# Where to get R3 maintenance?



## dtb0004 (Sep 7, 2007)

It's time to get my R3 tuned up. There is an LBS about 5 miles from my house but they do not carry Cervelo bikes. Should I take it there or drive about 25 miles to another shop that sells Cervelo bikes? The only thing I am thinking about is that the shop that is further will have more experience maintaining the R3. Do you think that makes a difference? Both are reputable shops.


----------



## Kenacycle (May 28, 2006)

There isn't really anything unique or exclusive about the R3 that any reputable shop couldn't handle. Bike maintenance is pretty straightforward unlike a car that may necessitate taking it to a dealership that deals specificly with the brand/model. Most of the maintenance is done on the components that are on the R3. There is nothing you need to maintain on the frame other than keeping it clean.

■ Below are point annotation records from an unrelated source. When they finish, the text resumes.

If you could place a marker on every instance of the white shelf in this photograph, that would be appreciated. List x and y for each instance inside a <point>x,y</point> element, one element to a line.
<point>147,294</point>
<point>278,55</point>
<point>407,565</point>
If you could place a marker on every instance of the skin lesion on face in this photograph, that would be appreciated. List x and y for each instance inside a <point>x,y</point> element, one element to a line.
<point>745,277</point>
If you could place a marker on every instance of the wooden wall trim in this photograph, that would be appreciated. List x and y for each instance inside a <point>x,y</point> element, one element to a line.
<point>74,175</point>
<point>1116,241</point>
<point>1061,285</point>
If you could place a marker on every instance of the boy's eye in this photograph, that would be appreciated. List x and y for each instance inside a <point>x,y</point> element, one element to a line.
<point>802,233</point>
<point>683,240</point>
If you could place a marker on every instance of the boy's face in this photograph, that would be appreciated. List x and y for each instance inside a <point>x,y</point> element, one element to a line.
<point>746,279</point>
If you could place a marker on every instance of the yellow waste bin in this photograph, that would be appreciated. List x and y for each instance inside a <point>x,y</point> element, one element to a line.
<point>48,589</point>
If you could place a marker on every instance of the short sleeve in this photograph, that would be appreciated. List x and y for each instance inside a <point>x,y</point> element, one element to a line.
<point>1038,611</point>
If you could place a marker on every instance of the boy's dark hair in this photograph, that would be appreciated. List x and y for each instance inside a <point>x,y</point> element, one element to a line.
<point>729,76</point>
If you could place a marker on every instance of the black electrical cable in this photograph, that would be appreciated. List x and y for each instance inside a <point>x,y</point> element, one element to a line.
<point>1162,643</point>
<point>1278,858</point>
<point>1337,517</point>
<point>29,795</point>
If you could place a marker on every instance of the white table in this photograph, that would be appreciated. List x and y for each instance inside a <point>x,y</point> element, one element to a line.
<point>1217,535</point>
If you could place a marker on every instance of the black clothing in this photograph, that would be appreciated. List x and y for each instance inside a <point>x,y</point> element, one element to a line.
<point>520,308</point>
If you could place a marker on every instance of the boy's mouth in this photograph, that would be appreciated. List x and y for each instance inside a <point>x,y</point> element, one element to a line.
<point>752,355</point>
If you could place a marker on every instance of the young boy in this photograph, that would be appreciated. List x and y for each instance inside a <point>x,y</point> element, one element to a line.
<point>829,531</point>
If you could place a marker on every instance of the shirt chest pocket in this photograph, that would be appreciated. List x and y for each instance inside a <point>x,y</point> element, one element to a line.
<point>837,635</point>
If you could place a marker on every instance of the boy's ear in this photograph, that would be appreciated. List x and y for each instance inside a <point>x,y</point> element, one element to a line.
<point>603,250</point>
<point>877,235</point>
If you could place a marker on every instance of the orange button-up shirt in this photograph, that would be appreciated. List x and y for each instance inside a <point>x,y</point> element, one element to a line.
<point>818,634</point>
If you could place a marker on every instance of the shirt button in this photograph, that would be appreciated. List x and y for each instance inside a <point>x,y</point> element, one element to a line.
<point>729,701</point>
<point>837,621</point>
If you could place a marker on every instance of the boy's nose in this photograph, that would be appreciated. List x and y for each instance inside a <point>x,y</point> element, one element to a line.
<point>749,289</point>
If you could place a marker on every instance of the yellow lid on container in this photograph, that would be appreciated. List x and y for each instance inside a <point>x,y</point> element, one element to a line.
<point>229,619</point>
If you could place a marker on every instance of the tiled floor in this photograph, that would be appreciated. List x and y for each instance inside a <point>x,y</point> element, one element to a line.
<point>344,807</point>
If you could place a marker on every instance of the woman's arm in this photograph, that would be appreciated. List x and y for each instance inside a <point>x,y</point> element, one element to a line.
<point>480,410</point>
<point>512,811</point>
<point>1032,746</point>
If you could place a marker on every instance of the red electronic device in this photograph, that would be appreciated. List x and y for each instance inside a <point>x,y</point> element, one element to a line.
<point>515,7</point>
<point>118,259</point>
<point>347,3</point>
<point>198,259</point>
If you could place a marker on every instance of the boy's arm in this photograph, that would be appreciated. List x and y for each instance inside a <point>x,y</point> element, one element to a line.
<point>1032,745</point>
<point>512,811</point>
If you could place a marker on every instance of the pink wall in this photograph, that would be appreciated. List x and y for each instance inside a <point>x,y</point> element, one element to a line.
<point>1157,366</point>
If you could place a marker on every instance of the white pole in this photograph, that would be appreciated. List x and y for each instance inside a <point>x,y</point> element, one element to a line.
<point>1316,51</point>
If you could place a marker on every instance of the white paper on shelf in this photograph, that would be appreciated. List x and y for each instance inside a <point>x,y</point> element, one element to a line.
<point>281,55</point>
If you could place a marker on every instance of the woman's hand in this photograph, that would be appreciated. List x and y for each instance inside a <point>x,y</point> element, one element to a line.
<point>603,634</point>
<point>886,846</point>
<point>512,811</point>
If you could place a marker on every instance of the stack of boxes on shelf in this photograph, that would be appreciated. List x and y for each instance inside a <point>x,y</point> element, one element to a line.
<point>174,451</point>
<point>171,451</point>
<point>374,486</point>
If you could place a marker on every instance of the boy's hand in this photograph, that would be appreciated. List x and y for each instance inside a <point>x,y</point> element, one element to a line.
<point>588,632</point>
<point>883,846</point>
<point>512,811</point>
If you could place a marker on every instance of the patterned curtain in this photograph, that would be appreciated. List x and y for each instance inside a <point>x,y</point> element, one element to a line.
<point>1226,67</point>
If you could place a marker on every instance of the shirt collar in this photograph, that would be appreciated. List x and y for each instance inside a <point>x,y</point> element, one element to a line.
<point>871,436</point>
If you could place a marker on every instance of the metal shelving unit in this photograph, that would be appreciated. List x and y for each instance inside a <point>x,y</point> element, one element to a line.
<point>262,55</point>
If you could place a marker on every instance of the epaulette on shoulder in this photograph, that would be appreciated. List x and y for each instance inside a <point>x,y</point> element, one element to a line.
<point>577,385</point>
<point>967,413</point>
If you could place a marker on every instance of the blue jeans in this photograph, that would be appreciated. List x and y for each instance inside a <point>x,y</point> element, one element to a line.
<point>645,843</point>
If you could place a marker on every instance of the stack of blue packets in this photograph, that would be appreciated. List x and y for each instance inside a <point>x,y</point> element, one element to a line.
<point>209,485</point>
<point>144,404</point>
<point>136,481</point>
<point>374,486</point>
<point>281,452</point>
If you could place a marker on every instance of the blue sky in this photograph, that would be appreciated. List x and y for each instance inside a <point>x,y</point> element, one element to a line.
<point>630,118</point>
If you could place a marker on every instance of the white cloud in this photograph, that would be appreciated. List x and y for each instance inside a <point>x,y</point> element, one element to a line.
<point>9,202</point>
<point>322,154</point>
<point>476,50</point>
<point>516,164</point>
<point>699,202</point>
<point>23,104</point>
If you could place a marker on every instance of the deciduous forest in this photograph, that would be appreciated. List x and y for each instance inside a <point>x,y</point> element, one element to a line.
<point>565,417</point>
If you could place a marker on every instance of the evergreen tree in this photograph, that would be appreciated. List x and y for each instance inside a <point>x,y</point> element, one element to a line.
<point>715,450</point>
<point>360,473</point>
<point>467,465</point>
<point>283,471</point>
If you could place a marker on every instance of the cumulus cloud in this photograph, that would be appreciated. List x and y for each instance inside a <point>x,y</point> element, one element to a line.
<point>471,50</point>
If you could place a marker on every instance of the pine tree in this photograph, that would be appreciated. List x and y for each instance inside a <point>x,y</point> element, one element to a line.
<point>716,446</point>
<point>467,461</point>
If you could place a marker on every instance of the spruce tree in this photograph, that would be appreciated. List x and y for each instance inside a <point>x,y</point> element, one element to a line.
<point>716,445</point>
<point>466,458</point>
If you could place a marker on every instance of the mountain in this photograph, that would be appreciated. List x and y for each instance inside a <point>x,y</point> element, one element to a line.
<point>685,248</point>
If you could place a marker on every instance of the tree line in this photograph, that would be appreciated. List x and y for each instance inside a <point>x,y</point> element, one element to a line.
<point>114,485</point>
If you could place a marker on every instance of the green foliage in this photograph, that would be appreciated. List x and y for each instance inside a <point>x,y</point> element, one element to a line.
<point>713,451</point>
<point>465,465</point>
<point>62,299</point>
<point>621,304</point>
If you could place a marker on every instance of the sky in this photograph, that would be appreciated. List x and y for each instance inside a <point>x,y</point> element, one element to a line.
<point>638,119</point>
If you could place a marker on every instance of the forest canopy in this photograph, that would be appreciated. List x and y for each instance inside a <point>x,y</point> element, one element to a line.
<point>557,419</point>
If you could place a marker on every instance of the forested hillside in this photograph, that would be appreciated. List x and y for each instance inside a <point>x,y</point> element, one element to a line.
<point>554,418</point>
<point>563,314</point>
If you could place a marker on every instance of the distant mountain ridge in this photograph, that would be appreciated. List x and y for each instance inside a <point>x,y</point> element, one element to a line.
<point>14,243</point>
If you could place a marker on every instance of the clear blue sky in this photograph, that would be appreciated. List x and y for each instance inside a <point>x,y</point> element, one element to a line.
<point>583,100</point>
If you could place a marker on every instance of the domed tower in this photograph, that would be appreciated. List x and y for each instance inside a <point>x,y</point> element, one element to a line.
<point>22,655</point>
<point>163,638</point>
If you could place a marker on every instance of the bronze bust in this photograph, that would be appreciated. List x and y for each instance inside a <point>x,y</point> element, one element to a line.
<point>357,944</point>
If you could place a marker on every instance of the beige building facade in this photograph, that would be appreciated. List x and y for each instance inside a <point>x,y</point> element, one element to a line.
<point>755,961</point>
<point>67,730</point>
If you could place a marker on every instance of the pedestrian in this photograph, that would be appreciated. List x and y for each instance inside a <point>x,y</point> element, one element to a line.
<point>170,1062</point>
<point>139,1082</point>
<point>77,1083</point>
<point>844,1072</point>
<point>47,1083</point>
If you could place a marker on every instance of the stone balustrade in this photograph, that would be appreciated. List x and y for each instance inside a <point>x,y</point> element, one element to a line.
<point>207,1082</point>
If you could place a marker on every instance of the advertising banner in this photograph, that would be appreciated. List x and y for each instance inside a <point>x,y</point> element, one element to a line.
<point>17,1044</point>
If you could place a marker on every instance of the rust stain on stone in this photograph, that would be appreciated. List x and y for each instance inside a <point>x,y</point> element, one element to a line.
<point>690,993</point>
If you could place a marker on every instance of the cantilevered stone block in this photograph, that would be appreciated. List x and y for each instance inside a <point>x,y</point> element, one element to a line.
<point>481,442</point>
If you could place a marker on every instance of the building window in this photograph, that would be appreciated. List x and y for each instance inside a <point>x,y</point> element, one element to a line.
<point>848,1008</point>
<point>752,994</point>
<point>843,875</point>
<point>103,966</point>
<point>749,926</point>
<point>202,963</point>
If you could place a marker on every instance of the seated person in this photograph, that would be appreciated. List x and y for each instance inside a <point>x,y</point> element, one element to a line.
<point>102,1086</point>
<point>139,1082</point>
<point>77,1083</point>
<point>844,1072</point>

In fact, you should be able to do your own maintenance. ie. clean the chain and pullies, lube them. Oil pivoting parts on the brake calipers, derailleurs etc. Pretty simple stuff.


----------



## MG537 (Jul 25, 2006)

dtb0004 said:


> It's time to get my R3 tuned up. There is an LBS about 5 miles from my house but they do not carry Cervelo bikes. Should I take it there or drive about 25 miles to another shop that sells Cervelo bikes? The only thing I am thinking about is that the shop that is further will have more experience maintaining the R3. Do you think that makes a difference? Both are reputable shops.


I contacted Cervelo about frame warranty and asked them if it is still valid if I take my R3 over to an LBS that doesn't sell Cervelos.
The answer is yes even though they do recommend that work be done by authorized Cervelo dealers.


----------